My train was laid then. Let a spark fall from my eyes to-morrow, and I did not doubt it, it would blow his duty to the devil. One learns to read the symptoms that precede explosion. Leaving the Captain I tripped to the card-players on my lightest toe. My heart accorded with my step. The trio were now at commerce; and such a handsome heap of coins was piled before Miss Prue that the guinea I had lent her to begin with appeared magnified into a dozen.
“Bab,” says she, turning to me with a pretty eagerness. “I am remarkably in luck. I have turned the ace up five times running—and my conscience, here it is the sixth!”
It was midnight now, and the hour for retirement. The suite of chambers in the south wing were happily at my disposal. One room commanding the park had been aired during the day by my direction, to be in readiness that night for the masquerader. He was conducted to it now by Mrs. Emblem and myself, and was given much instruction in the treatment of his femininity. Two new morning dresses of my own were hung up in his wardrobe; a pot of rouge and a whole armoury of weapons of the toilet were put against his mirror; and such a quantity of advice was strewn upon him touching his carriage and behaviour on the morrow, that he began to yawn in a most abominable manner, and declared I was too earnest in this mummery.
“Mummery,” says I, “you are playing for your life, that’s all, my bravo.”
“My life, yes,” says he; “but that is my affair entirely. Have you not said that a beggar with bare elbows is no more to be considered than is a farthing candle by a person of condition like yourself?”

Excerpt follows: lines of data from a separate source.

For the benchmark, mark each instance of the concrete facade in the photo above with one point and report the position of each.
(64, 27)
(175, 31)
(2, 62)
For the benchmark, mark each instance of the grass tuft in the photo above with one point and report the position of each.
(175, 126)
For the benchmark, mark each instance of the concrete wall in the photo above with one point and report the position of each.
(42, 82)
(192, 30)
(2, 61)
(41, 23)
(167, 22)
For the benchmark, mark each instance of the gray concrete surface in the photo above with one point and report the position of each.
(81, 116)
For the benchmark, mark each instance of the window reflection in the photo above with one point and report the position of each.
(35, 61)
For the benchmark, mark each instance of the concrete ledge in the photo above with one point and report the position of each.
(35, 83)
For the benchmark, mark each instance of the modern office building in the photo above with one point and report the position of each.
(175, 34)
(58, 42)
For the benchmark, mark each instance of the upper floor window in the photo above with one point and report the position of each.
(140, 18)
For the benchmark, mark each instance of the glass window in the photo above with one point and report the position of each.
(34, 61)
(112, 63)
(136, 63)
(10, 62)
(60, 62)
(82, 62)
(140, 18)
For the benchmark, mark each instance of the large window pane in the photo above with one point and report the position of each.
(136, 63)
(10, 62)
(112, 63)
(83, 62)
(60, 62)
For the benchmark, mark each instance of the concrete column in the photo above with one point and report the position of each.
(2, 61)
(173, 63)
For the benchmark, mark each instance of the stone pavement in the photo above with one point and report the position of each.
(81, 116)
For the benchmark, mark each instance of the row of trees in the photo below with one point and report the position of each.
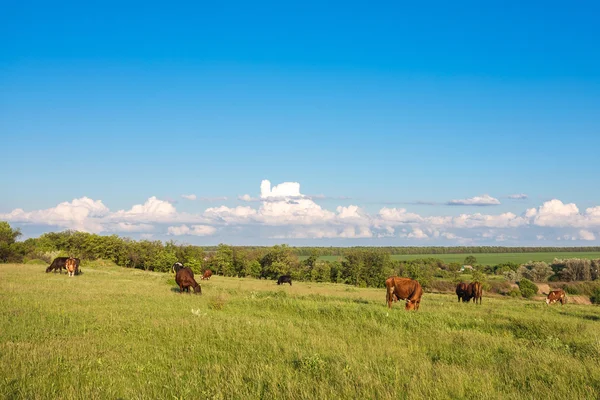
(360, 266)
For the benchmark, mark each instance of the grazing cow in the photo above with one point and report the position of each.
(405, 289)
(185, 280)
(556, 295)
(70, 265)
(461, 291)
(177, 266)
(61, 262)
(475, 292)
(284, 279)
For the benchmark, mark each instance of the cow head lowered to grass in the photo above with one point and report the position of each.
(404, 289)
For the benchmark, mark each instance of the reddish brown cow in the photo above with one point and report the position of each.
(71, 266)
(185, 280)
(461, 291)
(405, 289)
(556, 295)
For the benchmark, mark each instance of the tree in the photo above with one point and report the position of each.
(9, 250)
(470, 260)
(537, 271)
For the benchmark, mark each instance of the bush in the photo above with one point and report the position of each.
(528, 289)
(37, 261)
(595, 297)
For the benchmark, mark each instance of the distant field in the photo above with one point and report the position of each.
(119, 333)
(489, 258)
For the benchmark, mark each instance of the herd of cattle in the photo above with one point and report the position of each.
(396, 288)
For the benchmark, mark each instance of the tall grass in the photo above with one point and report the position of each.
(119, 333)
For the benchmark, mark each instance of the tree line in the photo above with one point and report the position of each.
(359, 266)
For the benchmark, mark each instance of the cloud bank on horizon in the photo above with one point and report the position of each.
(284, 213)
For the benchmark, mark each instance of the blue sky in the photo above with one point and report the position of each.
(371, 106)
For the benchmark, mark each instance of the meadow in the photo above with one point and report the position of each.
(122, 333)
(486, 258)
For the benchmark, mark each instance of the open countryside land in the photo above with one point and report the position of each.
(486, 258)
(123, 333)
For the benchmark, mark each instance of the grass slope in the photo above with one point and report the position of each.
(486, 258)
(118, 333)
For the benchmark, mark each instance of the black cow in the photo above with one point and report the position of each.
(61, 262)
(185, 280)
(177, 266)
(284, 279)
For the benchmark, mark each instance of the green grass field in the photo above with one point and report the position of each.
(487, 258)
(118, 333)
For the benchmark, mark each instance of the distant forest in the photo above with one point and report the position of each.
(359, 266)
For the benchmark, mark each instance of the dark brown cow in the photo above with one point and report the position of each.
(185, 280)
(461, 291)
(475, 292)
(71, 266)
(556, 295)
(405, 289)
(61, 262)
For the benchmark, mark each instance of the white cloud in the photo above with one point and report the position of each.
(586, 235)
(518, 196)
(417, 233)
(195, 230)
(82, 214)
(283, 211)
(485, 200)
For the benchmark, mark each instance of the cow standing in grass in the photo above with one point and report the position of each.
(61, 262)
(404, 289)
(556, 295)
(176, 267)
(461, 291)
(475, 291)
(185, 280)
(71, 266)
(284, 279)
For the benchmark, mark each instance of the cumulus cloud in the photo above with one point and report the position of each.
(283, 211)
(586, 235)
(195, 230)
(485, 200)
(213, 199)
(518, 196)
(82, 214)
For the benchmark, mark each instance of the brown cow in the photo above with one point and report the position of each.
(405, 289)
(475, 291)
(71, 266)
(556, 295)
(461, 291)
(185, 280)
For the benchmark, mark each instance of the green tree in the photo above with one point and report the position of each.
(528, 289)
(9, 249)
(470, 260)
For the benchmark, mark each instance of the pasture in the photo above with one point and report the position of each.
(120, 333)
(485, 258)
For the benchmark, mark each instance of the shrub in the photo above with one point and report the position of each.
(37, 261)
(528, 289)
(595, 297)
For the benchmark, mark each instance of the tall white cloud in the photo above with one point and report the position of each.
(485, 200)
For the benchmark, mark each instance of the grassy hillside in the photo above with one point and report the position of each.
(118, 333)
(488, 258)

Mrs. Emblem saw the cunning laugh lurking in his eye and the smile that trickled over his lower lip when he said this, and looked at me with a face of inquiring innocence, as though the lad had been speaking Greek and would my superior education be kind enough to supply the meaning for her. At a second glance I perceived that the expression of her countenance corresponded pretty nearly with his own. This made me angry. Here was tacit understanding and conspiracy, with secret mirth beneath it. I could have borne this easily—nay, was always blithe to take my share in such spicy sport when able, and enjoy a laugh at others with the best. But this impudent pair were laughing at me. Yes, I felt genuinely angry.
“Very true,” says I, “you are indeed a beggar with bare elbows. And being that, it is a pity you should evince such a disposition to forget it.”
“My dear madam, the fault is yours, I think,” says he. “For if you will have as much anxiety for my well-being as you would have were I the Cham of Tartary or some other three-tailed bashaw of high birth, merit, and authority, even a beggar will be led in time to presume upon it and forget the humility of his mansion.”
“Would you taunt me then with my gentle-hearted nature, that permits me to look as kindly on the mean and low as on the noble and exalted?”